Here's a book for the progressive (read: liberal) Democratic party faithful. People of a more conservative political bent are certainly welcome to read it, but may be more annoyed than persuaded by it. In my experience, books like this are rarely successful in getting people to change their beliefs. No, they are designed for the faithful, preaching to the choir, so to speak.

Now that's interesting, that I find myself using religious figures of speech when writing about a political book! Reminds me of Eric Hoffer's 1951 book, The True Believer, which I devoured in high school (I was attending a fundamentalist boarding academy at the time), finding it quite interesting.

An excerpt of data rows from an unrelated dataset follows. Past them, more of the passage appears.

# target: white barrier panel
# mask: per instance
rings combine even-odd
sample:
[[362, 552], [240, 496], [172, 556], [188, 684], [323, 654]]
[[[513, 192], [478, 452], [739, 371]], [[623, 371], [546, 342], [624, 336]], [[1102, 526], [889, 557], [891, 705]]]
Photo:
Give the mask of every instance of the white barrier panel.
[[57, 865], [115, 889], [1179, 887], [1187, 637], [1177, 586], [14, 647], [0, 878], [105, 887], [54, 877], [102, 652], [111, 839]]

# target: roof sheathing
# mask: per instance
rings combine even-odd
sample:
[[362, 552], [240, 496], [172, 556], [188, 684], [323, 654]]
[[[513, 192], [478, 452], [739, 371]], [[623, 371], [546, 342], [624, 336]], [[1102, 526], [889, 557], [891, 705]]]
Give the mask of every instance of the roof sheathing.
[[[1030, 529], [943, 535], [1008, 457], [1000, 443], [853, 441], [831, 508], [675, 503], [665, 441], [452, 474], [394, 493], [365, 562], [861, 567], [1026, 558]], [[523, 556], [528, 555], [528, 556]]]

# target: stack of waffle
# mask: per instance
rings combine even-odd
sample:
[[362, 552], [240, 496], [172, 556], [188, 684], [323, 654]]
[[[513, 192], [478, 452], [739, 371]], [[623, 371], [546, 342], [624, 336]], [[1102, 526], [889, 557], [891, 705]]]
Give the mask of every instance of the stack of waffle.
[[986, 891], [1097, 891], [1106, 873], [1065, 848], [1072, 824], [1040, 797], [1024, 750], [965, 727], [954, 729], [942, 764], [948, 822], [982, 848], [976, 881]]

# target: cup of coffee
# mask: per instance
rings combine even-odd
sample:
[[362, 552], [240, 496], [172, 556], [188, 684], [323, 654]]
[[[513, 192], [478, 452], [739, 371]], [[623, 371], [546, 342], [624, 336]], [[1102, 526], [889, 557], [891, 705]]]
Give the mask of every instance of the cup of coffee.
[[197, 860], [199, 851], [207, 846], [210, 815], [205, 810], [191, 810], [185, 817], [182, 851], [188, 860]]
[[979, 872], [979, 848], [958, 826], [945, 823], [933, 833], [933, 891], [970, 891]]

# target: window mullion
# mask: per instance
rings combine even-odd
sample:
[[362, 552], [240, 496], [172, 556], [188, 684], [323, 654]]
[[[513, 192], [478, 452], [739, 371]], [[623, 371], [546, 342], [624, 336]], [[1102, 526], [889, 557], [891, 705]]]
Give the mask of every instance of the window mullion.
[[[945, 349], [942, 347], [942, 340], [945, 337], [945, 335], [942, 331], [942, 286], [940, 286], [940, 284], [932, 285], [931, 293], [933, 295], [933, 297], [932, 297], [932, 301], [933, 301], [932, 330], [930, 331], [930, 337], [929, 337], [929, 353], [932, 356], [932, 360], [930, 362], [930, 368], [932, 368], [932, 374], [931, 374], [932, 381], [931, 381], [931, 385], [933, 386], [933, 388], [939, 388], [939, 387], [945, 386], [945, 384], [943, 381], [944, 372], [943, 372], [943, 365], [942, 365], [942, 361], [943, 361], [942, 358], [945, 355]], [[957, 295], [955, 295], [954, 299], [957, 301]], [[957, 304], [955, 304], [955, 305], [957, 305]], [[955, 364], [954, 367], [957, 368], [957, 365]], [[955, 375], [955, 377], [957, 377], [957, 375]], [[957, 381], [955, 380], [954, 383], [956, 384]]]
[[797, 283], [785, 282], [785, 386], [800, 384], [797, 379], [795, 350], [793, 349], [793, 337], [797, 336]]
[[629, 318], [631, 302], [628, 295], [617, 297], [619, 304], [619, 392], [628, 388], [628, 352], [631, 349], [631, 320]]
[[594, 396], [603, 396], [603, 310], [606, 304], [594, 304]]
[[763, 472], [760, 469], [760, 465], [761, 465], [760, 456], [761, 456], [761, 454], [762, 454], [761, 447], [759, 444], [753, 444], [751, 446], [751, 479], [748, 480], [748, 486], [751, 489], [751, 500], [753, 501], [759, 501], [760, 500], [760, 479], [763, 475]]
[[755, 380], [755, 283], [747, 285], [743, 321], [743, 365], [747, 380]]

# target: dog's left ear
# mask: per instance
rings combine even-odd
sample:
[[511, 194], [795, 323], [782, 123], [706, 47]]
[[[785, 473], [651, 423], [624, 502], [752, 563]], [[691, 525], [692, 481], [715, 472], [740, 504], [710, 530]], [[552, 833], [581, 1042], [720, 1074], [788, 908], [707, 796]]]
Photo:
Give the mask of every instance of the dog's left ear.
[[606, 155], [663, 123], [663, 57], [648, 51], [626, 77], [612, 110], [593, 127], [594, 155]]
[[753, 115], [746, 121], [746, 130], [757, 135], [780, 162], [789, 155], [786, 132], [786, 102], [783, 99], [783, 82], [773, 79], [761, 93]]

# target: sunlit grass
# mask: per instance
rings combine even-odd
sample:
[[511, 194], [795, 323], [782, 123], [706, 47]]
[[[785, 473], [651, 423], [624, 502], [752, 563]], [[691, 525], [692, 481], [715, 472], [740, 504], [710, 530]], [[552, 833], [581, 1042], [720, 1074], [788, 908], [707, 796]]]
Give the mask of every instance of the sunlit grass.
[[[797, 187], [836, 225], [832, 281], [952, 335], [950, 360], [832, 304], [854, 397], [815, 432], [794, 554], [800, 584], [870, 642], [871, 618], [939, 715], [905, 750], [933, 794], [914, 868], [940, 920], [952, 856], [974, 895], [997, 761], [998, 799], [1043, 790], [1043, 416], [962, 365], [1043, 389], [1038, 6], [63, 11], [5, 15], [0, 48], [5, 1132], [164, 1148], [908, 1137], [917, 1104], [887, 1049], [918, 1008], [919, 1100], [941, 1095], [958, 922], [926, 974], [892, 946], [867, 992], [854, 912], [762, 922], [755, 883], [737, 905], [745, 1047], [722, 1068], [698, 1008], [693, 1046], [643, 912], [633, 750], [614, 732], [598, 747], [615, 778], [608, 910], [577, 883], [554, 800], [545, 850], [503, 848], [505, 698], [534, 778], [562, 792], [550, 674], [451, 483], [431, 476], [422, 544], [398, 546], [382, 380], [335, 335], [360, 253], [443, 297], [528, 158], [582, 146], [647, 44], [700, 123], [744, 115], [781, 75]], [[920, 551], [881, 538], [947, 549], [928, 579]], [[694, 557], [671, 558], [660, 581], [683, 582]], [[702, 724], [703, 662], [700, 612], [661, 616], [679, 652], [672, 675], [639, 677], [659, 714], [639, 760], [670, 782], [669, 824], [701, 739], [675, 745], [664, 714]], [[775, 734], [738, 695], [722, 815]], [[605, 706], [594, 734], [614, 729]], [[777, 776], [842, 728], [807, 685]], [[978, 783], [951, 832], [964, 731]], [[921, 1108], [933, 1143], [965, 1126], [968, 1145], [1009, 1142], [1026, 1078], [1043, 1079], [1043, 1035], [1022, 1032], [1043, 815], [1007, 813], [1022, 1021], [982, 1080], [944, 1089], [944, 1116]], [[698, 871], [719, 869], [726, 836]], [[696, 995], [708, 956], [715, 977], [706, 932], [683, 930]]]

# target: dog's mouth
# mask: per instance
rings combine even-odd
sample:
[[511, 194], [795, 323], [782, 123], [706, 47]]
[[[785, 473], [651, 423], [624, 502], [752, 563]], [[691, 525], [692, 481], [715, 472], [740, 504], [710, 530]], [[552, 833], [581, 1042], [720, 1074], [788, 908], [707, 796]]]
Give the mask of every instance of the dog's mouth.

You'll find some good quotes from that book as part of the Wikipedia entry on Hoffer.

In the book I'm supposed to be writing about here, Take It Back, political consultants and commentators Carville and Begala explain in general, and then, issue by issue, how Democrats can “take back” various issues from the Republicans and the conservatives. Some of the issues they tackle include moral values, national security, political corruption, energy and the environment, how to handle the media, taxes, and health care.

Certainly I wish all of the major (and minor) Democratic party hacks and politicians would read this book, and take its message to heart. A big part of that message is that for far too long, Democrats have let Republicans walk all over them on the issues that count, the issues that I've just listed. For most of these issues, Carville and Begala present the talking points that Democrats can use to win these political arguments.

Occasionally, I have to admit that they are not quite as successful as I might wish. In some cases, they do a good job of explaining why the progressive viewpoint is superior to the conservative one, but are less successful in providing the talking points that will allow the progressive person to successfully make the case. So the book's not perfect, but it's a darn good start! Highly recommended for the Democratic party faithful, and for anyone who's genuinely looking for a different point of view, anyone who's willing to be persuaded. If your mind's already made up, this book probably won't change it.